First, we are actively working with the AIA, USGBC, ASHRAE, and Architecture 2030 to define what the baseline measurements will be for “getting to fifty.” The organizations hope to release a joint statement soon regarding this matter.

Second, we have completed along with AIA, USGBC and ASHRAE Advanced Energy Design Guides for small office and small retail buildings. These guides, intended as companion "above code" documents for ANSI/ASHRAE/IESNA Standard 90.1-1999, demonstrate how these buildings may be built 30% more energy efficient than the standard. We are also working on two additional guides for warehouses and schools.

Third, IES, ASHRAE, and USGBC are working on Standard 189. The proposed Standard 189, Standard for the Design of High-Performance Green Buildings Except Low-Rise Residential Buildings, will provide minimum requirements for the design of sustainable buildings to balance environmental responsibility, resource efficiency, occupant comfort and well-being, and community sensitivity.

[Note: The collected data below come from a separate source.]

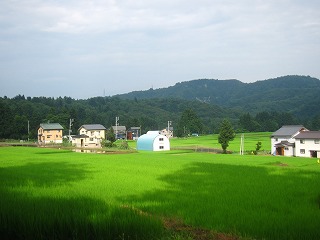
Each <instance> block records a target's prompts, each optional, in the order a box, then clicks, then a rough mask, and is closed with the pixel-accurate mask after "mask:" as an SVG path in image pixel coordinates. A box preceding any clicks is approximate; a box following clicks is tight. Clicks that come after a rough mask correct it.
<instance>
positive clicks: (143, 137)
mask: <svg viewBox="0 0 320 240" xmlns="http://www.w3.org/2000/svg"><path fill="white" fill-rule="evenodd" d="M137 150H143V151H168V150H170V141H169V139H168V138H167V137H166V136H164V135H161V134H160V133H159V131H149V132H147V133H146V134H143V135H141V136H140V137H139V138H138V141H137Z"/></svg>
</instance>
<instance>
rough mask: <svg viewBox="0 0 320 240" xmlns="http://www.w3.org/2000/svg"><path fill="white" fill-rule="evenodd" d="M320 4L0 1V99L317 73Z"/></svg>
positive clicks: (100, 93) (95, 95)
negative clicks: (29, 96) (197, 79)
mask: <svg viewBox="0 0 320 240" xmlns="http://www.w3.org/2000/svg"><path fill="white" fill-rule="evenodd" d="M319 12H320V1H319V0H193V1H191V0H91V1H89V0H68V1H66V0H61V1H60V0H0V96H8V97H14V96H16V95H18V94H24V95H25V96H32V97H34V96H47V97H58V96H71V97H73V98H89V97H95V96H103V95H104V94H105V95H106V96H111V95H114V94H119V93H126V92H130V91H134V90H146V89H149V88H151V87H153V88H161V87H168V86H172V85H174V84H175V83H177V82H182V81H188V80H193V79H200V78H212V79H238V80H240V81H242V82H254V81H257V80H264V79H269V78H274V77H279V76H283V75H292V74H294V75H296V74H297V75H310V76H312V77H316V78H320V13H319Z"/></svg>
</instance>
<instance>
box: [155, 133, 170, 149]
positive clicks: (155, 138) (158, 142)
mask: <svg viewBox="0 0 320 240" xmlns="http://www.w3.org/2000/svg"><path fill="white" fill-rule="evenodd" d="M166 150H170V141H169V139H168V138H167V137H166V136H164V135H158V136H157V137H155V139H154V141H153V151H166Z"/></svg>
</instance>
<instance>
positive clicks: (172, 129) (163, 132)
mask: <svg viewBox="0 0 320 240" xmlns="http://www.w3.org/2000/svg"><path fill="white" fill-rule="evenodd" d="M161 134H162V135H165V136H166V137H167V138H172V137H173V127H169V130H168V127H166V128H165V129H163V130H161Z"/></svg>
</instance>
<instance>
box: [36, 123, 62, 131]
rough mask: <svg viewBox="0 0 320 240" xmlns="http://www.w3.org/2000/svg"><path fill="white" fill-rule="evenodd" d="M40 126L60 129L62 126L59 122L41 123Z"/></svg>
mask: <svg viewBox="0 0 320 240" xmlns="http://www.w3.org/2000/svg"><path fill="white" fill-rule="evenodd" d="M40 127H41V128H43V129H44V130H62V129H63V127H62V126H61V125H60V124H59V123H41V124H40Z"/></svg>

Using USGBC's LEED Green Building Rating System, which addresses the top 25% of building practice, as a key resource, Standard 189P will provide a baseline that will drive green building into mainstream building practices.

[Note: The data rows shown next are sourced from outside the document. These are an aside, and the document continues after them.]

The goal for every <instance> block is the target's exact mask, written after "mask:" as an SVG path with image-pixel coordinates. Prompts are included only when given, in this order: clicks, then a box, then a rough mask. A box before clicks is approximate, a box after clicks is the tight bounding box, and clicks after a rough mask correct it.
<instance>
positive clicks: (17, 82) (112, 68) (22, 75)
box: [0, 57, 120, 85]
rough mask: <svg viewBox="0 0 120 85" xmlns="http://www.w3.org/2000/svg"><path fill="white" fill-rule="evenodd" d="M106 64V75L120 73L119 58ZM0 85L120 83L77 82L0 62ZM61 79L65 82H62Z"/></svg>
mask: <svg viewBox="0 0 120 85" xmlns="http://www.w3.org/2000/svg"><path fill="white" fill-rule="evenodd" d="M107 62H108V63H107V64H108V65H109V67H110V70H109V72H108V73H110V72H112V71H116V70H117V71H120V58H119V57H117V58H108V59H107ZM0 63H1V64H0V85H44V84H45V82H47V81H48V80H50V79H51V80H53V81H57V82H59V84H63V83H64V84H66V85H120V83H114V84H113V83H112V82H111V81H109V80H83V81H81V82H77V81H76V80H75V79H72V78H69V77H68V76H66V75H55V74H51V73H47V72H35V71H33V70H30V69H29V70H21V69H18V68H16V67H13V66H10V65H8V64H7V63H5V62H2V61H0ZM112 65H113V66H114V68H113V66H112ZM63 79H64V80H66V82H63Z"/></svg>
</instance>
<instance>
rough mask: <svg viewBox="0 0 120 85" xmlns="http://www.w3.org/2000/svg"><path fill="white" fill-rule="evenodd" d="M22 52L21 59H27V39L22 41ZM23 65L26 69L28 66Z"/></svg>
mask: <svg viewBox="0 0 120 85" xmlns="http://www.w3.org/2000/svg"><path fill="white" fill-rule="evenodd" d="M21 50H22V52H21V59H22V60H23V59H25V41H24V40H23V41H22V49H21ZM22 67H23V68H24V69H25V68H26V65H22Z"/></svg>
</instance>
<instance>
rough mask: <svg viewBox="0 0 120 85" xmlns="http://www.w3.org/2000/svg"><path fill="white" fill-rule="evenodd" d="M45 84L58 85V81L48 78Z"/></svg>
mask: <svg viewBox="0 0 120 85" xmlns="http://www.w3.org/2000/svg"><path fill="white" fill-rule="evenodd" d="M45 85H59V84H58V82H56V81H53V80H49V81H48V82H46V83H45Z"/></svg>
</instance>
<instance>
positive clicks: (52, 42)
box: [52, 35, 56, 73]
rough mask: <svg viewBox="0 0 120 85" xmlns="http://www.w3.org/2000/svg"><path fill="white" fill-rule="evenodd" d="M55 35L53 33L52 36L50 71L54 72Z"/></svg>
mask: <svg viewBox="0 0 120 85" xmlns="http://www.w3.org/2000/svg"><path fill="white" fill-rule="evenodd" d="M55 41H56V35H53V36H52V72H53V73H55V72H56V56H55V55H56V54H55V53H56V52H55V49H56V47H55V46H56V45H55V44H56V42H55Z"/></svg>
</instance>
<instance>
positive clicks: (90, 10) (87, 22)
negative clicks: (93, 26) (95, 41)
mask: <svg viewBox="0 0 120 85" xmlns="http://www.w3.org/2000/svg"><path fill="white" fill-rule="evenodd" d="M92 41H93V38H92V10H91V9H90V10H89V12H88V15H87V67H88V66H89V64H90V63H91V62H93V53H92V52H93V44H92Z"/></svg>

Fourth, the IESNA is hosting a symposium in St. Louis, Mo. November 2-3, 2007, entitled, “Quality Lighting in A Green World.” The purpose will be to explore the future of the lighting profession. Owners and designers will present case studies from the office, retail and public sectors on what state-of-the-art is in creating buildings that are environmentally responsible and sustainable. At this day-and-a-half symposium we will examine the current state of lighting technology and then challenge the industry with what future needs will be in order for us, as professionals, to deliver truly integrated high performance buildings.

So as you can see I believe the IESNA is leading by actually creating documents that designers can use to get to goals that others are promoting. We are discussing even more initiatives in this area and how we can work with the organizations to accelerate the dialogue.

Hope this helps explain what the IES is doing in the areas you mentioned in your article.